Tyna Rule: I was a part of a group of residents, business leaders and organizations that got together back in 2008 or 2009 to birth the dream of Joseph Zilber, founder of the Zilber Family Foundation, to start an initiative to enhance the quality of life of the neighbors. Living in Clarke Square at that time, I was intrigued. I wanted to get involved. I wanted to see what it would turn into. I think one of my greatest accomplishments is helping to launch the Clarke Square Neighborhood Initiative. Naming it, the process, the rules, the regulations, the policies — implementing all of that is really something that is dear to my heart.
What makes you stand out from other people you work with?
I don’t know if I stand out from other people. I think we are all equally awesome in our own right. I do believe that you have to reach people where they are, and one level of involvement is no better or no worse than someone whose schedule does not allow them to attend board meetings or information sessions in the evening. We support distributing that information and soliciting their input, because they are a part of this community, as well.
What is the most important quality you look for in a leader?
I think you have to listen. I think we have one mouth and two ears for a reason.
What do you enjoy most about being president of CSNI?
The idea that I am able to be a voice and a face of my neighbors’ ideas and thought processes, and being able to lift my voice in a manner to support causes that are important to me.
How do you think Clarke Square will change over the next five years?
It’s yet to be seen. But I do see the organization gaining more community leaders. That’s really a goal of mine, and many neighbors that I talk to (also want to) identify and help develop leaders in this community.
What is a project that you are particularly proud of?

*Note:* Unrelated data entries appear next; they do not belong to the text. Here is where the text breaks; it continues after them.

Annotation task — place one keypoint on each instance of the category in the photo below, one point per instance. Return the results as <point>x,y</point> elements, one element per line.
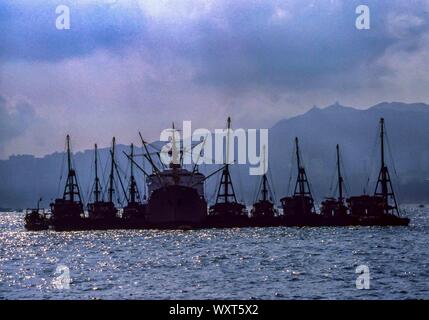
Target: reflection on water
<point>270,263</point>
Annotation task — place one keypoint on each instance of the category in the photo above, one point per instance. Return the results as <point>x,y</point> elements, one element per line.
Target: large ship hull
<point>81,224</point>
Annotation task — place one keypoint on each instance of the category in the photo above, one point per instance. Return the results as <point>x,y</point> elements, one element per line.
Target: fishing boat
<point>299,209</point>
<point>382,207</point>
<point>36,219</point>
<point>175,194</point>
<point>103,214</point>
<point>334,210</point>
<point>264,207</point>
<point>226,208</point>
<point>135,210</point>
<point>67,212</point>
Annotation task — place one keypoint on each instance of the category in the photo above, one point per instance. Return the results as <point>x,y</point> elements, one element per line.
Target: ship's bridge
<point>176,176</point>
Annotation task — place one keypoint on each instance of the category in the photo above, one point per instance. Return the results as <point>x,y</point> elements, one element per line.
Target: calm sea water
<point>262,263</point>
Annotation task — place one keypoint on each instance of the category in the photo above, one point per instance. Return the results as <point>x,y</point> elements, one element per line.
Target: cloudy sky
<point>130,65</point>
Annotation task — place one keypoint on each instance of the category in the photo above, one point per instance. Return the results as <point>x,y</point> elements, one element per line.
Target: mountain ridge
<point>25,178</point>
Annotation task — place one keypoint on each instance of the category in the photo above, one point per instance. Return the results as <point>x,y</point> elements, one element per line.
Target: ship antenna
<point>264,177</point>
<point>97,180</point>
<point>133,185</point>
<point>155,168</point>
<point>226,181</point>
<point>340,177</point>
<point>112,167</point>
<point>384,178</point>
<point>72,187</point>
<point>302,186</point>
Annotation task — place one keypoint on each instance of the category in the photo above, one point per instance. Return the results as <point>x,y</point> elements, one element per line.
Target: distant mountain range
<point>25,178</point>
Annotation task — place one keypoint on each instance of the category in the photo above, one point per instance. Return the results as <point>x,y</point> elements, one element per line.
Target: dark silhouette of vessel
<point>264,207</point>
<point>135,210</point>
<point>298,209</point>
<point>335,210</point>
<point>382,207</point>
<point>67,212</point>
<point>36,219</point>
<point>175,194</point>
<point>102,214</point>
<point>176,199</point>
<point>227,210</point>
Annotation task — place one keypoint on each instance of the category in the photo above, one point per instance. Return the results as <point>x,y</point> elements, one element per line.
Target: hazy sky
<point>131,65</point>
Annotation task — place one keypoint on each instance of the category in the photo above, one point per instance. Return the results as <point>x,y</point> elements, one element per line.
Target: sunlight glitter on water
<point>260,263</point>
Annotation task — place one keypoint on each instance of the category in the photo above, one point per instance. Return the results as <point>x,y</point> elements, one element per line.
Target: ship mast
<point>264,190</point>
<point>133,184</point>
<point>302,186</point>
<point>226,182</point>
<point>111,176</point>
<point>340,177</point>
<point>384,180</point>
<point>72,188</point>
<point>97,180</point>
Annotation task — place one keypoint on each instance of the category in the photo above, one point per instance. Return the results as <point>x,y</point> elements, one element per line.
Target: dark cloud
<point>15,119</point>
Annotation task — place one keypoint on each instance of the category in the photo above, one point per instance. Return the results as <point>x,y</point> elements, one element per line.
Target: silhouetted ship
<point>103,214</point>
<point>35,219</point>
<point>67,212</point>
<point>135,210</point>
<point>176,195</point>
<point>334,210</point>
<point>227,210</point>
<point>381,208</point>
<point>298,209</point>
<point>176,199</point>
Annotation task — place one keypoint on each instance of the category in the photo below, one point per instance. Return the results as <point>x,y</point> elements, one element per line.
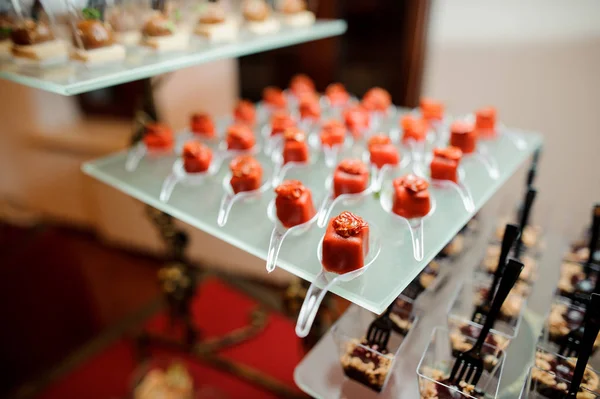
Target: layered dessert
<point>357,120</point>
<point>350,177</point>
<point>158,137</point>
<point>463,136</point>
<point>333,133</point>
<point>274,98</point>
<point>301,85</point>
<point>463,336</point>
<point>551,373</point>
<point>382,151</point>
<point>214,23</point>
<point>196,157</point>
<point>203,125</point>
<point>411,197</point>
<point>377,100</point>
<point>295,13</point>
<point>485,123</point>
<point>245,112</point>
<point>280,122</point>
<point>259,17</point>
<point>366,363</point>
<point>444,165</point>
<point>35,41</point>
<point>246,174</point>
<point>337,95</point>
<point>402,316</point>
<point>240,137</point>
<point>160,33</point>
<point>294,203</point>
<point>443,388</point>
<point>413,129</point>
<point>345,244</point>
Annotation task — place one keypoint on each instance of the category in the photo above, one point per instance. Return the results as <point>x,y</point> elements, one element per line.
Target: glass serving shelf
<point>69,80</point>
<point>249,228</point>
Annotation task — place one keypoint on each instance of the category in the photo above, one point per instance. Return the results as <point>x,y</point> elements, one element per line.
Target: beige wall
<point>538,61</point>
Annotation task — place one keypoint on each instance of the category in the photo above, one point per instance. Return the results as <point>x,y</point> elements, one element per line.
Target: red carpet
<point>217,310</point>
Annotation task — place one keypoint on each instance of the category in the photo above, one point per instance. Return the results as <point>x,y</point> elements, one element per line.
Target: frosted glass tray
<point>249,228</point>
<point>68,80</point>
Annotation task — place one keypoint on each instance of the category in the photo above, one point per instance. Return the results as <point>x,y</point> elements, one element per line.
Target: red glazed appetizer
<point>196,157</point>
<point>245,112</point>
<point>485,122</point>
<point>382,151</point>
<point>357,119</point>
<point>274,97</point>
<point>301,85</point>
<point>280,121</point>
<point>158,136</point>
<point>345,244</point>
<point>337,95</point>
<point>411,197</point>
<point>202,124</point>
<point>463,136</point>
<point>431,110</point>
<point>246,174</point>
<point>293,203</point>
<point>350,177</point>
<point>444,165</point>
<point>377,99</point>
<point>295,148</point>
<point>309,107</point>
<point>413,129</point>
<point>333,133</point>
<point>240,137</point>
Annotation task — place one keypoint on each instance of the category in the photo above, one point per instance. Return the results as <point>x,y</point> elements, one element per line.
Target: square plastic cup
<point>436,364</point>
<point>472,293</point>
<point>364,364</point>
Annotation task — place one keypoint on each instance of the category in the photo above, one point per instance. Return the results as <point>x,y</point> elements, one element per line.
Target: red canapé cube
<point>357,120</point>
<point>309,107</point>
<point>196,157</point>
<point>295,148</point>
<point>411,197</point>
<point>444,165</point>
<point>280,121</point>
<point>158,136</point>
<point>382,151</point>
<point>431,110</point>
<point>377,99</point>
<point>485,122</point>
<point>293,203</point>
<point>413,129</point>
<point>202,124</point>
<point>350,177</point>
<point>333,133</point>
<point>245,112</point>
<point>274,97</point>
<point>463,136</point>
<point>246,174</point>
<point>337,94</point>
<point>345,244</point>
<point>301,84</point>
<point>240,137</point>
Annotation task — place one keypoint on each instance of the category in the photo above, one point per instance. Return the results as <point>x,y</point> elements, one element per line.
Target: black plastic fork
<point>380,330</point>
<point>591,328</point>
<point>468,366</point>
<point>511,232</point>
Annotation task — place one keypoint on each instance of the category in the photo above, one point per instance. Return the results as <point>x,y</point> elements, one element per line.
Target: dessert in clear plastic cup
<point>435,367</point>
<point>362,363</point>
<point>472,293</point>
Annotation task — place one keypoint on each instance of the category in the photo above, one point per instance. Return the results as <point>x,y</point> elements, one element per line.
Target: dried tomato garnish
<point>347,224</point>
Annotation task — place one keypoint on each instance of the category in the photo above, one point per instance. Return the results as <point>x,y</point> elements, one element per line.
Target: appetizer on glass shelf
<point>246,174</point>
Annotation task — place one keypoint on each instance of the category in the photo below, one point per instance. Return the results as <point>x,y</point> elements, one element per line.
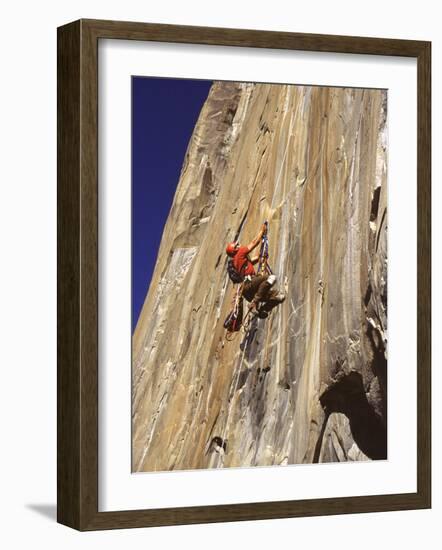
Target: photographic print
<point>259,274</point>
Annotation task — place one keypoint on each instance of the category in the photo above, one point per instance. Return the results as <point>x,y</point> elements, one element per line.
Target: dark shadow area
<point>379,363</point>
<point>347,396</point>
<point>318,445</point>
<point>47,510</point>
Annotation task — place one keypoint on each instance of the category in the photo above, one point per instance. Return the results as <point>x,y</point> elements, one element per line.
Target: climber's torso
<point>242,263</point>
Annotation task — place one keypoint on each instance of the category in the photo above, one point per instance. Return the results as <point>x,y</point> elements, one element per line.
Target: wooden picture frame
<point>77,225</point>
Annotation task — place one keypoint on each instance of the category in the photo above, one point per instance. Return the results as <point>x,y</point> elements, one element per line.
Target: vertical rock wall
<point>309,383</point>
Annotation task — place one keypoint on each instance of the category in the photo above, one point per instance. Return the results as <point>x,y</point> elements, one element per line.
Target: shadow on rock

Our artistic movement in Clarke Square has grown by leaps and bounds. We teamed with other residents and created "Art in the Alleys." We enlist the neighbors to come out and share what they would like to see on their garage and in their alleys – whether it’s a sunflower or something from their ethnic group, roses, flowers, whatever it might be, to combat graffiti. We hope to share our process so that when you go down the alley, you take pride in your community.